Access unstructured files（访问非结构化文件）¶

In addition to operating over Foundry datasets that have a defined tabular schema, Code Workbook supports accessing unstructured files in a dataset. This can be useful for analyzing and transforming unstructured data such as images and other types of media, semi-structured formats such as XML or JSON, compressed formats such as GZ or ZIP files, or R data formats like RDA and RDS.

Unstructured files in Python¶

Reading files¶

You can read files in a Python transform by reading an upstream dataset as a Python transform input. This API exposes a FileSystem object that allows file access based on the path of a file within the Foundry dataset, abstracting away the underlying storage. Learn more about the FileSystem.. Other information, including the branch and RID (as detailed in the transform input documentation), is also exposed.

Change the type of your input using the input helper bar, or in the inputs tab.

:::callout{theme="neutral"} Only imported datasets and persisted datasets can be read in as Python transform inputs. Transforms that are not saved as a dataset cannot be read in as Python transform inputs.

Datasets with no schema should be read in as a transform input automatically. :::

python-transform-input

Example: Reading CSVs inside a ZIP file¶

For example, the following code will read the CSVs inside of a ZIP file and return the CSV contents as a dataframe.

import tempfile
import zipfile
import shutil
import io
from pyspark.sql import Row

# datasetOfZippedFiles is a dataset with a single zipped file that contains 3 CSVs with the same schema: ["id", name"].
def sample(datasetOfZippedFiles):
    df = datasetOfZippedFiles
    fs = df.filesystem() # This is the FileSystem object.
    MyRow = Row("id", "name")
    def process_file(file_status):
        with fs.open(file_status.path, 'rb') as f:
            with tempfile.NamedTemporaryFile() as tmp:
                shutil.copyfileobj(f, tmp)
                tmp.flush()
                with zipfile.ZipFile(tmp) as archive:
                    for filename in archive.namelist():
                        with archive.open(filename) as f2:
                            br = io.BufferedReader(f2)
                            tw = io.TextIOWrapper(br)
                            tw.readline() # Skip the first line of each CSV
                            for line in tw:
                                yield MyRow(*line.split(","))
    rdd = fs.files().rdd
    rdd = rdd.flatMap(process_file)
    df = rdd.toDF()
    return df

Writing Files¶

It is possible to write to an output FileSystem. This can be useful to write non-tabular data formats including images, PDFs, text files, etc.

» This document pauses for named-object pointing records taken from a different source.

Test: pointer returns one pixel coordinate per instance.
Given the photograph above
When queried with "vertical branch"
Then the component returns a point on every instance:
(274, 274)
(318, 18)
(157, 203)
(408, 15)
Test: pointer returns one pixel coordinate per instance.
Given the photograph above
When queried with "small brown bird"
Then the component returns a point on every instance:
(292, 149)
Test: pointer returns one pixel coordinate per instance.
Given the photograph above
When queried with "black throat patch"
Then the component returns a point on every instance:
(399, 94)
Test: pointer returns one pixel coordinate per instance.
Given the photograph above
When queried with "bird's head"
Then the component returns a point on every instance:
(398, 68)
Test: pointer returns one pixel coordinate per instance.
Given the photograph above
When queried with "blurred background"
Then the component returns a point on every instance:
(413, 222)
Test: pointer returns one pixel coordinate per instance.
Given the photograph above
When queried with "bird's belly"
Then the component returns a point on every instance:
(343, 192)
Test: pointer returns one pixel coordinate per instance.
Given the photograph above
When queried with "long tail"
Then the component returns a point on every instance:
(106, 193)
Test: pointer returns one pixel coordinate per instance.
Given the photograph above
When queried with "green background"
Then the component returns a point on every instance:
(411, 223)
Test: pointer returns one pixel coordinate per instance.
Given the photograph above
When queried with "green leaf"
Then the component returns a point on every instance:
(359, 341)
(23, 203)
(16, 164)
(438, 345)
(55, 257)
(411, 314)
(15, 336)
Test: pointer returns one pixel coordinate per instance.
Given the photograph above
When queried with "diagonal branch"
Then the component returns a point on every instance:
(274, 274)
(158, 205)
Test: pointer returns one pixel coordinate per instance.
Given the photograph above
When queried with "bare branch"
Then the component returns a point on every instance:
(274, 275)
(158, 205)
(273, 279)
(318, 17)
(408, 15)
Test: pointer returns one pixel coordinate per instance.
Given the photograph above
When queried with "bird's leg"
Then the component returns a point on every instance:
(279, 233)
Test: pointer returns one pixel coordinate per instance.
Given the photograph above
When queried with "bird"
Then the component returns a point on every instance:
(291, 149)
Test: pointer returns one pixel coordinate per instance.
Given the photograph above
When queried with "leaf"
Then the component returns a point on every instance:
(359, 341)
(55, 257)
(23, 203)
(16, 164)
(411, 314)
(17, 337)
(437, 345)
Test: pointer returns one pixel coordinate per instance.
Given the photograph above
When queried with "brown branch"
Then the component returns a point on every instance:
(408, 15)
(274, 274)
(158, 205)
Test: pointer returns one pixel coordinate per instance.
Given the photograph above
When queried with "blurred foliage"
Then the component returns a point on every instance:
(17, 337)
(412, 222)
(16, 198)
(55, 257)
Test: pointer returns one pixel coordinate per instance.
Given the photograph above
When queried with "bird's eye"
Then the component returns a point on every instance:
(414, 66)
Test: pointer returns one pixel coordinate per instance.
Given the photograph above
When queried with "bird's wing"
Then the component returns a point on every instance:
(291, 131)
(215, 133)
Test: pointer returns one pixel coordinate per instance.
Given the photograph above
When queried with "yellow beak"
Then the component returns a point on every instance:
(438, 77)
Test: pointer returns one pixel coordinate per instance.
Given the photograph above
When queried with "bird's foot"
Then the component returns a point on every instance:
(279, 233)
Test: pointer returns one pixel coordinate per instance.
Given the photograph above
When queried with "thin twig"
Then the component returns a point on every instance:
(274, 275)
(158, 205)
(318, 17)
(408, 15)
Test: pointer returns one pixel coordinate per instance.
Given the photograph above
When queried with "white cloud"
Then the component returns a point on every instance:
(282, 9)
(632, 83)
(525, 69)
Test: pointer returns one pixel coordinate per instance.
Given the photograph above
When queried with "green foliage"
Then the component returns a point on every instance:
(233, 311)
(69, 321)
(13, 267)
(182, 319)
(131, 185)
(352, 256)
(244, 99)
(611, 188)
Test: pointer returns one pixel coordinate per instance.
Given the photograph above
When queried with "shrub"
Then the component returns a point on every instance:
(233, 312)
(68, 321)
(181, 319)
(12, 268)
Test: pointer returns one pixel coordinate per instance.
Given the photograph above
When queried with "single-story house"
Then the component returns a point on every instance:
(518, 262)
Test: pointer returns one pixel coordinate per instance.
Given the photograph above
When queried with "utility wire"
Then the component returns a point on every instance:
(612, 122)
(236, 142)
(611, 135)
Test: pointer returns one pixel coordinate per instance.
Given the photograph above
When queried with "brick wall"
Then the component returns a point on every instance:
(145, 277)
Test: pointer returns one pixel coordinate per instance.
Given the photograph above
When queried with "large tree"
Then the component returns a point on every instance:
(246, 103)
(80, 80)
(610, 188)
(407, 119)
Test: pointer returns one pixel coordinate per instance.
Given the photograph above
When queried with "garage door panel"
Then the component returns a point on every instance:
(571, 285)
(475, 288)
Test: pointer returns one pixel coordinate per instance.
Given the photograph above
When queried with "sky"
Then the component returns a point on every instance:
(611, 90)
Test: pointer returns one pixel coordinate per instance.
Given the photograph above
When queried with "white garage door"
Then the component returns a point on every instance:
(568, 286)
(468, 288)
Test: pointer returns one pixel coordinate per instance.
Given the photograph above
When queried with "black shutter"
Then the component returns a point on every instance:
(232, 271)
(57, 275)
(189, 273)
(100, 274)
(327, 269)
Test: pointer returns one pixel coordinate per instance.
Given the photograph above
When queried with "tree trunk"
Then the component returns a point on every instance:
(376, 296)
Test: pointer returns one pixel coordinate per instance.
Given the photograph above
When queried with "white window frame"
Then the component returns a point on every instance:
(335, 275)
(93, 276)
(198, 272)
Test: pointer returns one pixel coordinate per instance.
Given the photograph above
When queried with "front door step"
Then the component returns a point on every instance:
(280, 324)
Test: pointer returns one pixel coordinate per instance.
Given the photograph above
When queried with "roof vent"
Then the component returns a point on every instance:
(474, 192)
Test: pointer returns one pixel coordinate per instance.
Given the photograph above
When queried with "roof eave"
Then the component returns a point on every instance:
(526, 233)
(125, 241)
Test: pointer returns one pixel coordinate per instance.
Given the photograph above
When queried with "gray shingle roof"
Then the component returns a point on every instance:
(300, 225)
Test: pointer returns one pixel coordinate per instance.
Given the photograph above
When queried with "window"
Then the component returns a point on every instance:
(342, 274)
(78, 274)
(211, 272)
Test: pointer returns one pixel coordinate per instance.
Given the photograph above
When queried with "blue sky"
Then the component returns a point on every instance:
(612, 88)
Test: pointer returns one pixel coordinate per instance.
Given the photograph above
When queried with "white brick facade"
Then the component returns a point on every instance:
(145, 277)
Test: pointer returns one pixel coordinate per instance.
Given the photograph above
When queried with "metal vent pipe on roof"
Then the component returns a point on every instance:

Call Transforms.get_output() to instantiate a TransformOutput. Learn more about the TransformOutput API.

:::callout{theme="neutral"} You can only write files using TransformOutput in nodes that are saved as datasets. You cannot write files using TransformOutput in the console. :::

:::callout{theme="neutral"} Once you have instantiated a TransformOutput and used it by calling filesystem() or other methods, returning anything other than the TransformOutput object will be ignored. :::

Example: Writing a text file or dataset¶

The following code is an example of how to write a text file:

def write_text_file(): 
    output = Transforms.get_output()
    output_fs = output.filesystem()

    with output_fs.open('my text file.txt', 'w') as f: 
        f.write("Hello world")
        f.close()

The following code is an example of how to write a dataset and specify partitioning and output format.

def write_dataset(input_dataset): 
    output = Transforms.get_output()
    output.write_dataframe(input_dataset, partition_cols = ["colA", "colB"], output_format = 'csv')

Unstructured files in R¶

Reading files¶

You can read files in an R transform by reading an upstream dataset as an R transform input. The TransformInput object is exposed which allows file access based on the path of a file within the Foundry dataset. Learn more about the FileSystem API.

Change the type of your input using the input helper bar, or in the inputs tab.

:::callout{theme="neutral"} Only imported datasets and persisted datasets can be read in as R transform inputs. Transforms that are not saved as a dataset cannot be read in as R transform inputs.

By default, datasets without schemas should be set to input type R transform input already. :::

select-r-transform-input

Example: Loading an RDS¶

Use the code below to load an RDS that is a file in an imported dataset. The RDS contains an R data.frame.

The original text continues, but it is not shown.